## Diagram: Transformer Architecture Overview
### Overview
The diagram illustrates the core components of a transformer model, focusing on the encoder-decoder structure with attention mechanisms. It highlights self-attention, encoder-decoder attention, and feed-forward layers, with a detailed breakdown of multi-head dot-product attention.
### Components/Axes
- **Encoder**:
- Contains two sub-components:
1. **Self-Attention** (orange block)
2. **Feed Forward** (gray block)
- Arrows indicate sequential processing from bottom to top.
- **Decoder**:
- Contains three sub-components:
1. **Self-Attention** (orange block)
2. **Encoder-Decoder Attention** (orange block)
3. **Feed Forward** (gray block)
- Arrows show vertical flow within the decoder.
- **Multi-Head Dot-Product Attention**:
- Detailed in a separate block (purple) with:
- **Linear** layers for V, Q, K (three separate linear transformations).
- **Concat** step to combine outputs.
- Final **Linear** layer for output.
### Detailed Analysis
- **Encoder**:
- Self-Attention processes input sequences to capture contextual relationships.
- Feed Forward applies non-linear transformations to the attended outputs.
- **Decoder**:
- **Self-Attention**: Ensures autoregressive generation by masking future tokens.
- **Encoder-Decoder Attention**: Allows the decoder to focus on relevant parts of the encoder’s output.
- **Feed Forward**: Final non-linear processing before output generation.
- **Multi-Head Attention**:
- **Q, K, V**: Linear projections of input queries, keys, and values.
- **Dot-Product**: Computes attention scores between queries and keys.
- **Multi-Head**: Parallel attention computations across multiple heads for diverse context capture.
### Key Observations
1. **Color Coding**:
- Encoder/Decoder blocks: Yellow.
- Attention mechanisms: Purple.
- Linear/Concat layers: Gray.
2. **Flow Direction**:
- Encoder processes input first, then decoder generates output using encoder outputs and its own self-attention.
3. **Attention Complexity**:
- Multi-head attention introduces parallelism via multiple linear transformations (Q, K, V).
### Interpretation
This diagram represents the foundational architecture of transformers, emphasizing attention mechanisms for sequence modeling.
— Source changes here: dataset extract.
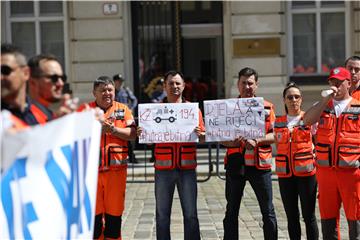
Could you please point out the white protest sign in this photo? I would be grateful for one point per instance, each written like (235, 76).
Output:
(227, 119)
(49, 179)
(168, 122)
The encoder-decoder structure enables tasks like translation by aligning input and output sequences. The multi-head attention allows the model to jointly attend to information from different representation subspaces, improving performance on tasks requiring long-range dependencies. The separation of self-attention (context within a sequence) and encoder-decoder attention (cross-sequence context) highlights the model’s ability to handle both local and global dependencies.